Of the reasons we found responsible for understaging of EEPE by LPs, ambiguity of the prostate confines at the apex deserves further discussion. Variation in interpreting EPE at this location continues to exist among expert urologic pathologists, which was highlighted recently at the latest International Society of Urologic Pathologist Consensus Conference in 2009. Some of the cases in which tumor involved the apex and extended to the margin of resection were designated as organ confined by the LP and, at RP analysis, were designated as EEPE by the CP. Currently, the recommendation is to stage these cases as pT2+ (ie, uncertain whether the cases are OC or EPE) owing to the ambiguity of the boundaries of the prostate at this region, although disagreement among expert urologic pathologists continues to exist on the nuances of how to interpret EPE at the apical region. Additional studies to address the true biologic effect of tumor presence beyond the level of benign glands and tumor extension to the ink at the apical margin are needed and could help pathologists in the future reach a better consensus regarding EPE versus OC staging at the apex.
As with the previous 2 studies by Ekici et al15
and van der Kwast et al,17
we found a very high rate of concordance in the evaluation of SV and lymph node involvement (93% and 99%, respectively) corresponding to 95% and 99% in the study by Ekici et al15
and a 94% concordance rate of SV status assessment in the study by van der Kwast et al.17
Compared with the results from the present study, the recent study by Kuroiwa et al.18
found a slightly lower rate of SV evaluation concordance (83%) but a similarly high rate of agreement in the lymph node assessment.
Our finding of an 11% rate of margin status disagreement between the CP and LP was almost identical to the 12% rate found by Kuroiwa et al,18
was lower than the 26% rate found by van der Kwast et al,17
and was slightly greater than the 8% rate found by Ekici et al.15
Most discrepancies in our study resulted from undercalls. Attention to the presence of tumor cells at the inked areas of cautery and crush artifact will help improve the margin status interobserver variability.

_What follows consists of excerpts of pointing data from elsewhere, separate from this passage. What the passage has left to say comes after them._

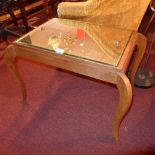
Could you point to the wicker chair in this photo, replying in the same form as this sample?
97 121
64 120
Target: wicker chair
121 13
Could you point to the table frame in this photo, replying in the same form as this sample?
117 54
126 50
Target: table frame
115 75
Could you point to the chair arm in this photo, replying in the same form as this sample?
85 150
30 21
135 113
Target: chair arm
77 9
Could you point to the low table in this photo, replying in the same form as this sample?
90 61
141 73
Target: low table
97 51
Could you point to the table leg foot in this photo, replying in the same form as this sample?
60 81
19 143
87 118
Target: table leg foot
125 91
140 51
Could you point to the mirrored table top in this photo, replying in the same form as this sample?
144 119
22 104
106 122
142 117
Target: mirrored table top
78 39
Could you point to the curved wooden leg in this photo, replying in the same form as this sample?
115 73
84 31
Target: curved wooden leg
141 46
125 91
9 57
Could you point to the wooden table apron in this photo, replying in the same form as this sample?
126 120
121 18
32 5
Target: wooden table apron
108 73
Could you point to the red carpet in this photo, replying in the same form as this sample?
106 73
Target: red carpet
68 114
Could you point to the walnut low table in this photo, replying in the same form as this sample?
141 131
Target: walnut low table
96 51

From the CP review, 31 (13%) of our initially consented patients who underwent RP had their disease reclassified in terms of their PFS risk estimate and TAX 3501 study eligibility. More than two thirds of the reclassified patients were reassigned to a greater PFS risk estimate, placing them within the eligibility criteria for the study using Kattan’s nomogram (predicted 5-year PFS of ≤60%). The latter further illustrates the value of CP review in ensuring accuracy in adherence to multi-institutional clinical trials’ eligibility criteria and providing consistency in the initial PFS estimates that might ultimately affect the trial outcomes and jeopardize the validity of final results.